To determine the type of function represented by the table of values, we will analyze the provided data:
- The table gives \( x \) values: 1, 2, 3, 4, 5
- Corresponding \( f(x) \) values: 5376, 6720, 8400, 10500, 13125
Step 1: Check for Patterns
Let's look at the differences between the consecutive \( f(x) \) values.
- \( f(2) - f(1) = 6720 - 5376 = 1344 \)
- \( f(3) - f(2) = 8400 - 6720 = 1680 \)
- \( f(4) - f(3) = 10500 - 8400 = 2100 \)
- \( f(5) - f(4) = 13125 - 10500 = 2625 \)
Now, let's observe the differences of the differences to see if it can help us identify the function type (i.e., linear, quadratic, polynomial, exponential, etc.):
- Second differences:
- \( 1680 - 1344 = 336 \)
- \( 2100 - 1680 = 420 \)
- \( 2625 - 2100 = 525 \)
The second differences are not constant, which suggests that the function is not linear.

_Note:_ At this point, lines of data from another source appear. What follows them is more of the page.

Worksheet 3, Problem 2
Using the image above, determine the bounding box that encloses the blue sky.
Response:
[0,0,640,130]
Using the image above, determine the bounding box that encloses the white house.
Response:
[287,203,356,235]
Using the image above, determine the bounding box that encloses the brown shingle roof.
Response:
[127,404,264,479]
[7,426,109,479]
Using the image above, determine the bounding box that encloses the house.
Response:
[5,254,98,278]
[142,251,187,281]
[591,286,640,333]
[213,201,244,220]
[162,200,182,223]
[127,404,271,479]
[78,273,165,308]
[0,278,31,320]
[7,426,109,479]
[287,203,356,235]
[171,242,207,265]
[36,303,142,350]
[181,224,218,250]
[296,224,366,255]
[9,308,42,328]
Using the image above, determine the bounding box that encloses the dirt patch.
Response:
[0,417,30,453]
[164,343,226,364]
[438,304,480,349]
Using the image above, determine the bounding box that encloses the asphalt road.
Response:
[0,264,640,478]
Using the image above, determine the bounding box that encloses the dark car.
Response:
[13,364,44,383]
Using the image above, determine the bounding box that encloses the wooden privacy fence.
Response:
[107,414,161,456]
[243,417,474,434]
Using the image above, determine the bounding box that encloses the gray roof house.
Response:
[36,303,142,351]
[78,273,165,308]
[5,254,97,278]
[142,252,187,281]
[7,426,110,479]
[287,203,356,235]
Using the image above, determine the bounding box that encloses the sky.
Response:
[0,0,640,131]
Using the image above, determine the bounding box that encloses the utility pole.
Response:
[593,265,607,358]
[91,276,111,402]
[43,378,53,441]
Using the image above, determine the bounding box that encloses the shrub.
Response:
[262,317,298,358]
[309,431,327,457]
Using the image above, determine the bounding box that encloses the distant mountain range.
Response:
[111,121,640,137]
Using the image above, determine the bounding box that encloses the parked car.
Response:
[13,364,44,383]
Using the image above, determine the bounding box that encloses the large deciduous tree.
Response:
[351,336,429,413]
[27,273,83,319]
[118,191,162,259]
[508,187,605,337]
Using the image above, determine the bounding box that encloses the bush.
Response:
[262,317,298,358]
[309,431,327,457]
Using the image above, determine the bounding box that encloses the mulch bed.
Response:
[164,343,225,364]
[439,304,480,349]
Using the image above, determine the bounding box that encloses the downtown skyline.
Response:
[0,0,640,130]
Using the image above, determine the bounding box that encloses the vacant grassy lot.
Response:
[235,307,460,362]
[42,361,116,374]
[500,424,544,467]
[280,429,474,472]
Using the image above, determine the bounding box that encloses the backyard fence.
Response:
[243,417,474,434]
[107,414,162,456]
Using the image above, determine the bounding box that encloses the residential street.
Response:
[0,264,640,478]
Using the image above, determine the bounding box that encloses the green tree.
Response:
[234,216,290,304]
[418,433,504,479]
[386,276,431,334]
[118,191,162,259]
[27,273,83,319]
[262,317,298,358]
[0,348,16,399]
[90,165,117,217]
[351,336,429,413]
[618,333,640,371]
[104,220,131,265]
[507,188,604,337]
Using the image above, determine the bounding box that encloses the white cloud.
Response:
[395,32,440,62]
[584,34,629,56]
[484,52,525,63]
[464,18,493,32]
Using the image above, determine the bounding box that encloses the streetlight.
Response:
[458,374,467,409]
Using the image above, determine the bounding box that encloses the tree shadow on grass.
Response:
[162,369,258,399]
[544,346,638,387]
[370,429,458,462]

Step 2: Analyze Ratio of Consecutive Terms
To identify a possible multiplicative pattern or exponential growth, let's calculate the ratios of \( f(x) \) values:
- \( \frac{f(2)}{f(1)} = \frac{6720}{5376} \approx 1.25 \)
- \( \frac{f(3)}{f(2)} = \frac{8400}{6720} \approx 1.25 \)

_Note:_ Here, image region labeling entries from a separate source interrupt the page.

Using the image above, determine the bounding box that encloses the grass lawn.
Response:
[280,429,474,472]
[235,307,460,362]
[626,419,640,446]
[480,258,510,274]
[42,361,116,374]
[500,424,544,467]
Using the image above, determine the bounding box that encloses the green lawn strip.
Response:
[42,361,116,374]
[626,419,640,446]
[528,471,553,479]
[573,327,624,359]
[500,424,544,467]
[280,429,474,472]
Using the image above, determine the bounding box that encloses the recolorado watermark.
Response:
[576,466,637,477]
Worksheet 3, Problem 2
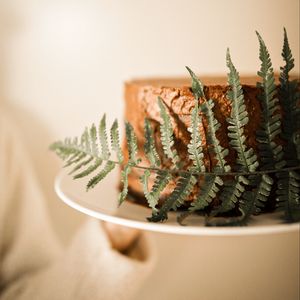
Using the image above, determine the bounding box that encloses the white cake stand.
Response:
[55,170,300,236]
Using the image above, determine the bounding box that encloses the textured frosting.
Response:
[123,77,270,206]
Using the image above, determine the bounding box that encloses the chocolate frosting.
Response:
[123,77,280,206]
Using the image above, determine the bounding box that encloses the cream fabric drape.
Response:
[0,108,154,300]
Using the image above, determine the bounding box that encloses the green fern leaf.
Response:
[90,124,99,156]
[69,155,94,175]
[226,49,258,172]
[144,119,161,167]
[63,151,86,168]
[73,158,102,179]
[211,176,249,217]
[99,114,110,160]
[148,174,197,222]
[279,28,300,166]
[189,175,223,212]
[158,97,179,167]
[177,175,224,225]
[87,161,116,191]
[256,32,285,169]
[141,170,172,212]
[110,120,124,163]
[81,128,92,153]
[187,102,205,172]
[201,99,231,172]
[186,67,205,101]
[277,171,300,222]
[212,50,258,216]
[125,122,138,164]
[118,163,132,206]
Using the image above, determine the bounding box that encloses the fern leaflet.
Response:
[99,114,110,159]
[148,174,197,222]
[256,32,285,169]
[110,120,124,163]
[144,119,161,167]
[158,97,179,167]
[187,102,205,172]
[141,170,172,212]
[86,161,116,190]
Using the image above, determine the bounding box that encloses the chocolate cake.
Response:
[123,77,272,210]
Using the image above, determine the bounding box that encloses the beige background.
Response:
[0,0,299,300]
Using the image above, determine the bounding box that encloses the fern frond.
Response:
[226,49,258,172]
[277,171,300,222]
[211,176,250,217]
[69,155,94,175]
[186,67,205,102]
[144,119,161,167]
[158,97,179,167]
[187,102,205,172]
[148,174,197,222]
[86,161,116,191]
[90,124,99,156]
[73,158,103,179]
[125,122,138,164]
[99,114,110,159]
[141,170,172,212]
[81,128,92,153]
[63,151,86,168]
[256,32,285,169]
[118,163,132,206]
[189,175,224,212]
[201,99,231,172]
[236,174,273,226]
[212,49,259,216]
[279,28,300,165]
[110,120,124,163]
[186,67,230,172]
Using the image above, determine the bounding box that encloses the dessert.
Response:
[123,77,261,210]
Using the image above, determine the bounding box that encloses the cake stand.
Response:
[55,170,300,236]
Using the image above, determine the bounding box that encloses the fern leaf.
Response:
[189,175,224,212]
[211,176,249,217]
[90,124,98,156]
[158,97,179,166]
[187,102,205,172]
[118,163,132,206]
[87,161,116,191]
[73,158,102,179]
[201,99,231,172]
[148,174,197,222]
[256,32,284,169]
[69,156,94,175]
[125,122,138,164]
[279,28,300,166]
[226,49,258,172]
[81,128,91,153]
[63,151,86,168]
[141,170,172,212]
[186,67,205,100]
[277,171,300,222]
[99,114,110,160]
[110,120,124,163]
[177,175,224,225]
[144,119,161,167]
[212,50,258,216]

- \( \frac{f(4)}{f(3)} = \frac{10500}{8400} \approx 1.25 \)
- \( \frac{f(5)}{f(4)} = \frac{13125}{10500} \approx 1.25 \)
Conclusion
The ratios of consecutive \( f(x) \) values are approximately constant (around 1.25), indicating that this function has a characteristic of exponential growth. Since it appears that every increase in \( x \) results in multiplication by a consistent factor of approximately 1.25, we can conclude that:
This function is exponential because the ratios of consecutive outputs are constant, implying a multiplicative growth pattern.